Eliminating the CFPB
The Repeal CFPB Act, H.R.1603, would eliminate the CFPB and return its enforcement functions to the agencies that handled them before the CFPB’s creation in 2010. Of all the reform measures, this bill represents the best policy.
No one can claim with certainty that proposals to restructure the CFPB will improve outcomes. Bipartisan commissions funded by appropriations also indulge in regulatory overreach. Commissions may be about to lose their continuity advantage.

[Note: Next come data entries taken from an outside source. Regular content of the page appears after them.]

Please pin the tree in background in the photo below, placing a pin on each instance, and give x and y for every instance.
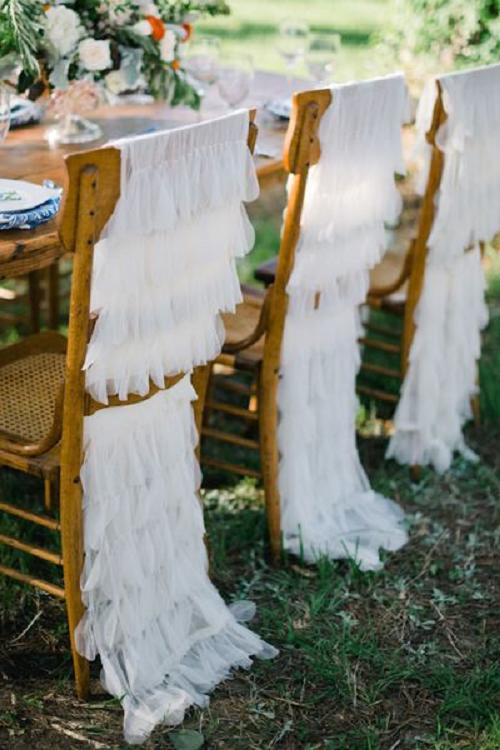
(430, 36)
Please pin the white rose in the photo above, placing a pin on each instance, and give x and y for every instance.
(167, 46)
(150, 9)
(143, 28)
(116, 12)
(115, 82)
(95, 54)
(62, 29)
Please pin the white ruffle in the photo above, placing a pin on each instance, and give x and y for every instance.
(164, 268)
(442, 374)
(434, 402)
(163, 633)
(351, 192)
(327, 506)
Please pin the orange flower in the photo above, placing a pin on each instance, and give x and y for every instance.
(188, 28)
(157, 27)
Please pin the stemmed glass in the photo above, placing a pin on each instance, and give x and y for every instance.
(321, 55)
(4, 111)
(234, 78)
(292, 44)
(201, 61)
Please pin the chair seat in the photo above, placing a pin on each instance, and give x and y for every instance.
(31, 381)
(241, 324)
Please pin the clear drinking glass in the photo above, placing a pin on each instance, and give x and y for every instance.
(293, 43)
(234, 78)
(321, 55)
(4, 111)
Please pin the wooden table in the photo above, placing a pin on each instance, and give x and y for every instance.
(26, 155)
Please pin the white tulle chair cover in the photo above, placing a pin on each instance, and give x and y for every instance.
(327, 505)
(442, 376)
(164, 270)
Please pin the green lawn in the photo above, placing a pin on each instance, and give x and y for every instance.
(404, 659)
(252, 28)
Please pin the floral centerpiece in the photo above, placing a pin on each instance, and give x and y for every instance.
(122, 45)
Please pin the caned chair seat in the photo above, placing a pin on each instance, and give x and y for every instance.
(241, 324)
(387, 272)
(31, 386)
(386, 275)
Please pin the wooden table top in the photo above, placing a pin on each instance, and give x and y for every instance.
(25, 154)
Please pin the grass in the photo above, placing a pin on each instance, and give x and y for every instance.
(252, 28)
(407, 658)
(404, 659)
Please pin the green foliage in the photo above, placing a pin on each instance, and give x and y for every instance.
(442, 34)
(20, 32)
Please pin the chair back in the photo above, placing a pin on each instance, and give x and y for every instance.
(96, 181)
(462, 136)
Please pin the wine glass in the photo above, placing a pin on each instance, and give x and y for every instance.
(201, 61)
(4, 111)
(292, 44)
(234, 78)
(320, 57)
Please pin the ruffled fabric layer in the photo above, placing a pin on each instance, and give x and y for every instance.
(162, 631)
(351, 192)
(434, 403)
(164, 268)
(436, 396)
(327, 506)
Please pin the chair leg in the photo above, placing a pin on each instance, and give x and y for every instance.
(34, 297)
(269, 457)
(415, 473)
(475, 402)
(50, 493)
(200, 380)
(53, 296)
(72, 553)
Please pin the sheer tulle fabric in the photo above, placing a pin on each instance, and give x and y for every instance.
(164, 267)
(435, 400)
(327, 504)
(164, 635)
(164, 271)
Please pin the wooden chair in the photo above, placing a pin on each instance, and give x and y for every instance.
(254, 334)
(43, 400)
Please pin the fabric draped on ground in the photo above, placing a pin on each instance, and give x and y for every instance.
(442, 374)
(327, 505)
(164, 271)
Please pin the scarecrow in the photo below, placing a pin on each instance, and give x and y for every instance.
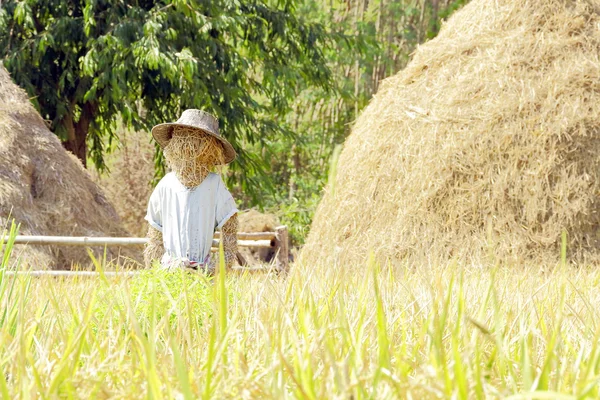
(190, 202)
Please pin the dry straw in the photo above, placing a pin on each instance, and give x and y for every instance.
(45, 188)
(485, 146)
(191, 154)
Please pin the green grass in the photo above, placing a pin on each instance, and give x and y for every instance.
(362, 333)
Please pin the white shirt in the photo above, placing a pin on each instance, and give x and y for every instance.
(188, 217)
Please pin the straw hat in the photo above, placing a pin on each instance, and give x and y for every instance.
(197, 119)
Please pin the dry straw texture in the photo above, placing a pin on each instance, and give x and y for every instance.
(486, 145)
(45, 188)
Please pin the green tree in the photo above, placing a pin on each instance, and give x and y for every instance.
(87, 62)
(383, 34)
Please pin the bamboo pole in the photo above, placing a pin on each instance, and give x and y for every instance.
(121, 241)
(252, 235)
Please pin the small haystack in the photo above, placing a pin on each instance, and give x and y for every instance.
(45, 188)
(486, 145)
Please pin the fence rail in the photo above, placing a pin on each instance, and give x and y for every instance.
(278, 241)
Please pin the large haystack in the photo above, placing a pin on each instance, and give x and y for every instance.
(487, 144)
(45, 188)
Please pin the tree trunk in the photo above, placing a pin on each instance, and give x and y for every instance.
(77, 132)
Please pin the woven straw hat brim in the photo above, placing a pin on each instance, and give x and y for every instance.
(163, 133)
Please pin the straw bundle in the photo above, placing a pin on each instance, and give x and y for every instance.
(486, 145)
(45, 188)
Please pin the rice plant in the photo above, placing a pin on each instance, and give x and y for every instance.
(447, 332)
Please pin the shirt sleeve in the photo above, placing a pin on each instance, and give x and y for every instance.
(154, 215)
(226, 206)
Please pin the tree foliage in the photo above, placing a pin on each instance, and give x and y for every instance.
(383, 35)
(86, 63)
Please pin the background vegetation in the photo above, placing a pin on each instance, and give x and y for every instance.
(286, 78)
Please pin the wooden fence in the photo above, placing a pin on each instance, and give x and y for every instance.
(278, 241)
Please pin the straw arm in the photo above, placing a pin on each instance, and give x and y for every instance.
(229, 238)
(154, 249)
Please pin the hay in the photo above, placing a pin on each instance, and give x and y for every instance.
(486, 145)
(192, 154)
(45, 188)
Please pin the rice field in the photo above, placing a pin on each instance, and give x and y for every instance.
(449, 332)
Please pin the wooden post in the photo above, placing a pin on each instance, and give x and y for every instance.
(282, 248)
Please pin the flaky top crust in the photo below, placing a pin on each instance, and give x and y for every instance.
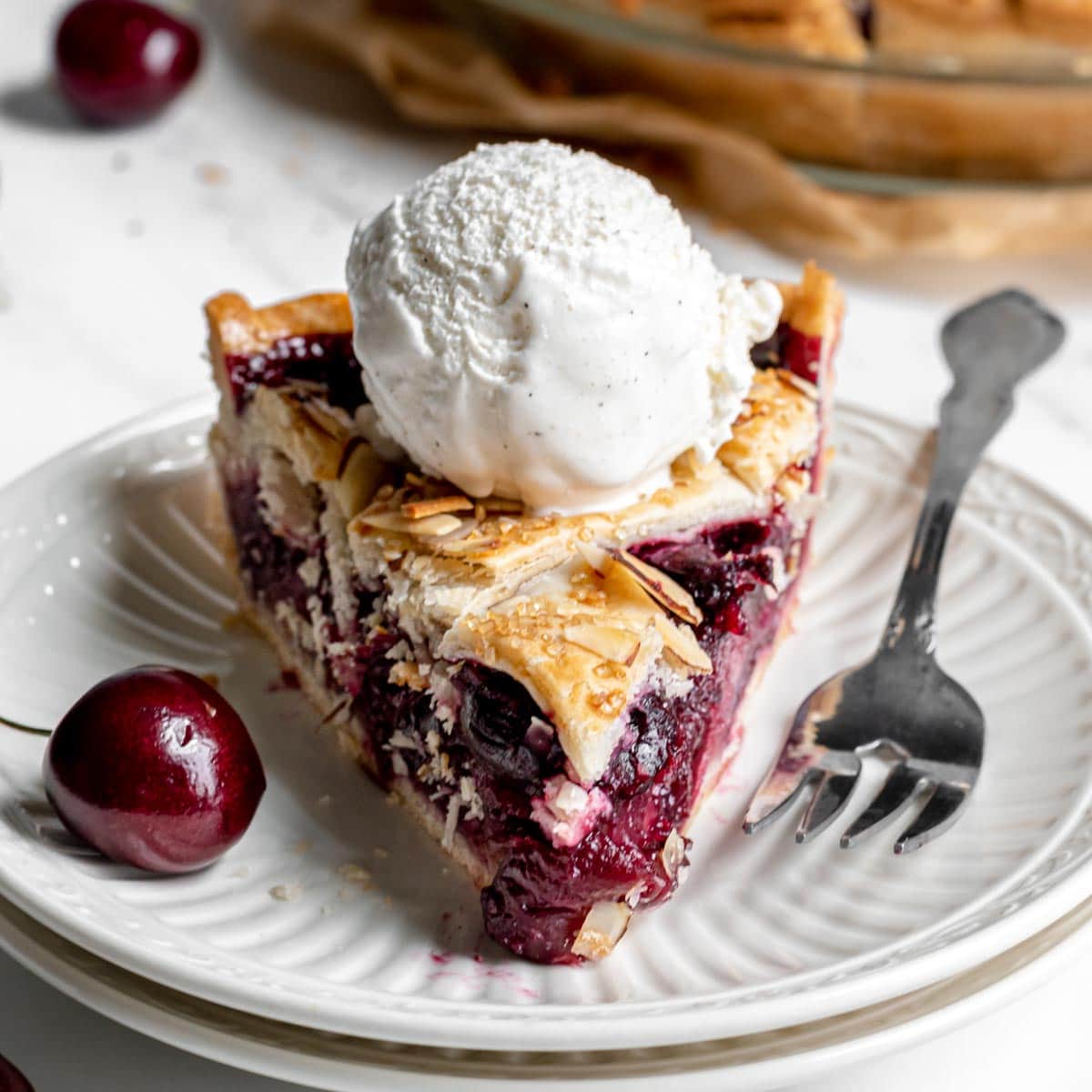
(552, 601)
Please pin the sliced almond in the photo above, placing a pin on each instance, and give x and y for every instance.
(383, 521)
(359, 476)
(617, 645)
(672, 855)
(682, 645)
(325, 420)
(435, 527)
(315, 452)
(436, 506)
(496, 506)
(793, 483)
(804, 386)
(431, 527)
(604, 926)
(598, 558)
(469, 545)
(665, 591)
(687, 464)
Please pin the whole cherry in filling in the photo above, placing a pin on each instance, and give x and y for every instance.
(156, 769)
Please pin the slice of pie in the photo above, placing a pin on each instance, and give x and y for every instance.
(551, 697)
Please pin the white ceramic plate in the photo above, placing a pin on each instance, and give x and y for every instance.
(343, 1064)
(106, 561)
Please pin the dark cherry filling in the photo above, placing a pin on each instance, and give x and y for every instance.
(268, 562)
(495, 734)
(790, 349)
(864, 12)
(319, 359)
(541, 893)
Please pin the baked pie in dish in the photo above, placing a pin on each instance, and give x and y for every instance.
(854, 30)
(551, 696)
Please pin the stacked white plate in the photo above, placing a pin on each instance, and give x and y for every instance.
(336, 932)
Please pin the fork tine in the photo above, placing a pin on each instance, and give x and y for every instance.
(762, 813)
(937, 816)
(898, 789)
(829, 800)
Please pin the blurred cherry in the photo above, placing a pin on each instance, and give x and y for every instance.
(11, 1079)
(154, 768)
(121, 61)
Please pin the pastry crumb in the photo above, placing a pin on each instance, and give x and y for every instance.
(355, 875)
(287, 893)
(212, 174)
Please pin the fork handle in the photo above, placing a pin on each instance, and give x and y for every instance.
(989, 347)
(969, 420)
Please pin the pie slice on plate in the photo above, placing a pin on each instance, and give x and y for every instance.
(551, 697)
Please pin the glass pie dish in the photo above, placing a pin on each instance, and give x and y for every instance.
(964, 92)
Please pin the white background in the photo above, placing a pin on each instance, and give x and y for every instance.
(109, 241)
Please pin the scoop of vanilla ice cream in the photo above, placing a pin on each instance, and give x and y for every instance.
(538, 323)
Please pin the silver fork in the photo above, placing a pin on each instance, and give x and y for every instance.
(900, 705)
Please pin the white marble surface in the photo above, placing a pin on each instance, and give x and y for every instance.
(108, 244)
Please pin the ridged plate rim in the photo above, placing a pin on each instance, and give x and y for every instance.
(1043, 890)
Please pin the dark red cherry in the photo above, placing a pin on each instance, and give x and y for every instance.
(120, 61)
(11, 1079)
(154, 768)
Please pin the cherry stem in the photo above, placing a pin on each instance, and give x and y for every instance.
(25, 727)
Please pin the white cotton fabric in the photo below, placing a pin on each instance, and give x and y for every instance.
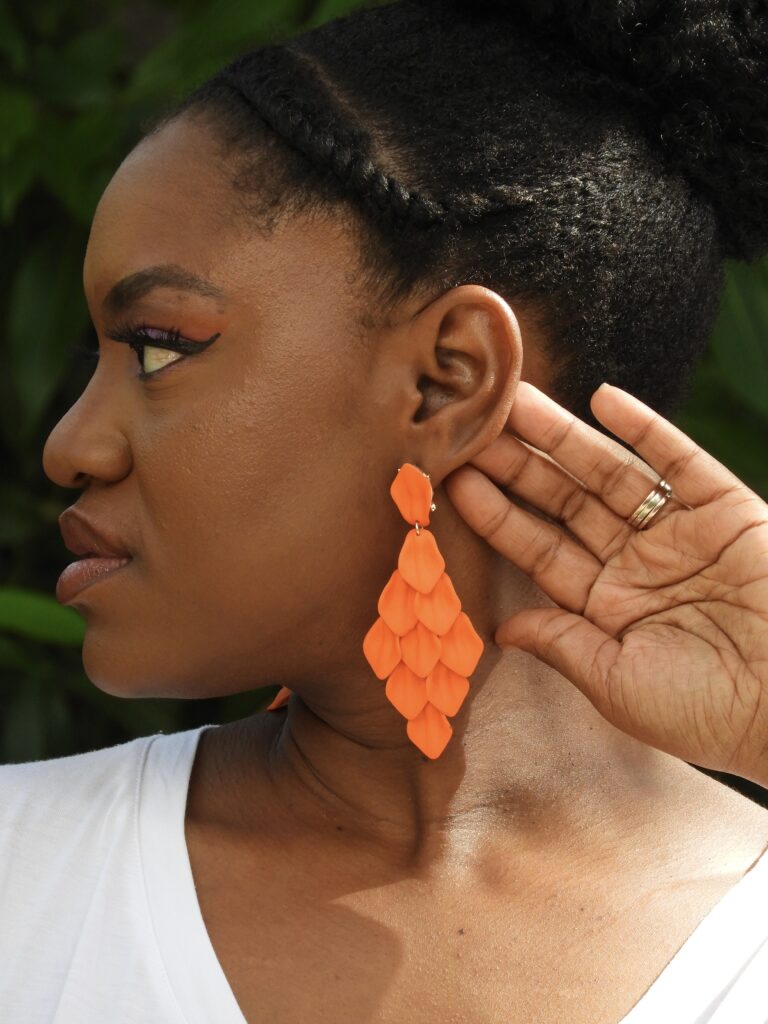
(99, 920)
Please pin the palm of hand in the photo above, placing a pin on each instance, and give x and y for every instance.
(664, 629)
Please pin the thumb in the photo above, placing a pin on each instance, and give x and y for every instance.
(569, 644)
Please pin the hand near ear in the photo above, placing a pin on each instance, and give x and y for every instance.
(665, 629)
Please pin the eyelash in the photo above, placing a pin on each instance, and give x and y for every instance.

Furthermore, structuring the CFPB more like similar agencies cannot address problems at the CFPB beyond its structure. These problems are illuminated by the sheer variety of judicial decisions reversing CFPB actions, non-structural reform bills, and Congressional Review Act resolutions. My later blogs will review non-structural reforms in detail. For now, a partial preview of the problems they address: The CFPB’s failure to conduct cost-benefit analysis according to generally accepted standards; vague language in the statutes the CFPB enforces; insufficient checks on the CFPB’s investigative authority—for example, internal agency rules have permitted the CFPB director to intervene in CFPB enforcement proceedings.
Only eliminating the CFPB will force policymakers to reconsider the flawed assumptions underlying the creation of a special regulator for consumer finance.
Conclusion
The window of opportunity for reform is limited. It is time to focus on policies certain to bring about real change. The CFPB was created in an atmosphere of fear following the financial crisis of 2008. The result was regulatory overkill. A world without the CFPB would not be, as some fear, one where it’s “easier for bad actors to cheat American families.” Rather, the market for consumer financial services and products is competitive and innovative.
Consumers have choices. Other agencies enforced consumer law in finance before and could do so again, as they do for financial institutions with less than $10 billion in assets. If additional measures are needed, policymakers should take a different approach, redesigning consumer protection in finance from the ground up, not handing its regulation to an unaccountable mega-regulator.